3.9. Portanto, ainda que não tenha havido qualquer coação, quer seja física como moral por parte do marido sobre a esposa para a prática de actos de prostituição previstos nas alíneas a), b) e c) do nº 2 do artigo 227 do Código Penal, há sim um facto criminalmente relevante da parte do marido.
3.10. E porque a doutrina ensina que quando o Código Penal é omisso quanto à classificação dos crimes, em públicos, semi-públicos e particulares, estar-se-á diante de um delito público, então, fica claro que o crime de Lenocínio dado a omissão do nosso Código Penal, perfaz um crime de natureza pública.

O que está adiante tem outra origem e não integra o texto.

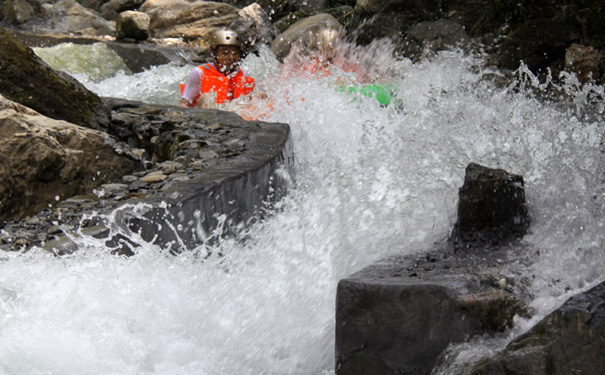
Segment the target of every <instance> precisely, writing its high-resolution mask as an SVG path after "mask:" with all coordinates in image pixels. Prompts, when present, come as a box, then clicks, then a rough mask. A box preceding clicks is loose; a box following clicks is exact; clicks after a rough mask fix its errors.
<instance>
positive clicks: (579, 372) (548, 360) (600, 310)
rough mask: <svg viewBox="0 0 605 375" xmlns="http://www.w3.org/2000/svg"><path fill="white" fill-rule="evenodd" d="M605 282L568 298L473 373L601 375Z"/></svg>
mask: <svg viewBox="0 0 605 375" xmlns="http://www.w3.org/2000/svg"><path fill="white" fill-rule="evenodd" d="M604 353H605V283H601V284H599V285H597V286H596V287H594V288H592V289H590V290H588V291H587V292H584V293H580V294H578V295H576V296H573V297H571V298H570V299H569V300H567V302H565V303H564V304H563V306H561V307H560V308H559V309H557V310H556V311H554V312H553V313H551V314H550V315H548V316H547V317H546V318H544V319H543V320H542V321H541V322H540V323H538V324H537V325H536V326H534V327H533V328H532V329H531V330H530V331H529V332H527V333H525V334H524V335H522V336H520V337H518V338H516V339H515V340H514V341H513V342H511V343H510V344H509V345H508V346H507V348H506V349H505V350H504V351H503V352H501V353H499V354H497V355H496V356H495V357H494V358H491V359H488V360H486V361H484V362H483V363H481V364H479V365H478V366H477V367H476V368H475V369H474V370H473V371H472V375H505V374H506V375H522V374H532V375H568V374H584V375H600V374H602V373H603V369H604V368H605V356H604V355H603V354H604Z"/></svg>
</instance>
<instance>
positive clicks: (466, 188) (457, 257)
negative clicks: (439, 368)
mask: <svg viewBox="0 0 605 375" xmlns="http://www.w3.org/2000/svg"><path fill="white" fill-rule="evenodd" d="M522 181H523V180H522V178H521V177H520V176H513V175H510V174H508V173H506V172H505V171H503V170H493V169H489V168H485V167H481V166H479V165H476V164H470V165H469V166H468V167H467V175H466V179H465V183H464V186H463V187H462V188H461V189H460V206H459V216H458V223H457V224H456V227H457V228H458V229H457V231H456V233H457V234H456V236H457V237H456V238H457V239H458V240H460V241H461V242H454V241H444V242H443V243H442V244H439V245H436V246H435V248H434V249H431V250H430V251H429V252H428V254H427V255H424V256H421V257H412V256H398V257H392V258H389V259H385V260H383V261H381V262H379V263H377V264H374V265H372V266H370V267H367V268H365V269H363V270H361V271H359V272H357V273H356V274H353V275H351V276H349V277H347V278H345V279H343V280H341V281H340V282H339V284H338V291H337V297H336V374H338V375H362V374H384V375H390V374H393V375H395V374H418V375H420V374H428V373H430V371H431V370H432V368H433V366H434V365H435V364H436V363H437V361H438V359H439V357H440V356H441V354H442V352H443V351H444V350H445V349H446V348H447V347H448V346H449V345H450V344H453V343H461V342H464V341H466V340H468V339H470V338H471V337H473V336H475V335H482V334H494V333H497V332H503V331H505V330H507V329H509V328H510V327H512V324H513V317H514V316H515V315H523V316H526V315H527V314H528V310H527V307H526V302H525V301H526V300H527V299H528V296H527V292H526V290H525V288H524V283H523V281H522V280H516V278H515V277H514V276H511V271H509V270H508V269H507V266H506V265H507V264H510V262H511V260H512V259H513V258H514V257H515V256H518V254H514V253H511V252H510V248H509V247H507V246H505V245H506V244H507V242H505V241H503V238H507V239H508V240H510V238H509V237H497V239H496V240H495V241H492V240H491V238H490V237H489V235H499V234H500V233H507V234H508V233H509V231H511V230H512V232H513V233H515V234H516V235H519V234H520V233H521V232H518V231H517V229H522V230H525V229H527V225H528V221H527V220H526V219H527V216H526V215H527V209H526V207H525V196H524V191H523V186H522ZM520 214H521V219H518V218H517V216H518V215H520ZM503 228H504V229H503ZM486 230H487V231H486ZM477 233H480V234H481V236H479V239H480V240H476V239H477V236H476V235H477ZM513 238H516V237H513ZM461 246H462V247H463V248H464V251H457V250H458V249H460V247H461ZM522 249H523V248H522V247H521V246H519V245H517V252H518V251H522ZM519 258H520V257H519ZM517 261H519V259H517Z"/></svg>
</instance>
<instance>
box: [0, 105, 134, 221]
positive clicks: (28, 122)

3.11. Nos crimes públicos o procedimento criminal tem lugar independentemente da acusação ou prévia denúncia do ofendido, sendo que o perdão ou desistência da parte do ofendido não susta (não cancela, não interrompe, não suspende) o procedimento criminal, por isso, no caso em análise há um problema:
3.12. Quais terão sido os fundamentos encontrados pela Procuradora para decidir a soltura do marido fomentador e facilitador do lenocínio sobre a sua mulher? Estando diante de um crime público que não admite suspensão do procedimento criminal face ao perdão da vítima, como houve soltura do autor?
Portanto arrolados e cruzados os elementos de facto e de Direito nos pontos anteriores, chegamos a conclusão de que a soltura do marido se motivada pelo perdão da esposa, a nosso humilde ver, não procede. Há sim um facto criminalmente relevante. É conveniente uma prisão preventiva para se apurar mais factos deste crime e desencorajar práticas semelhantes na sociedade.
Bem-haja Moçambique, nossa pátria de heróis!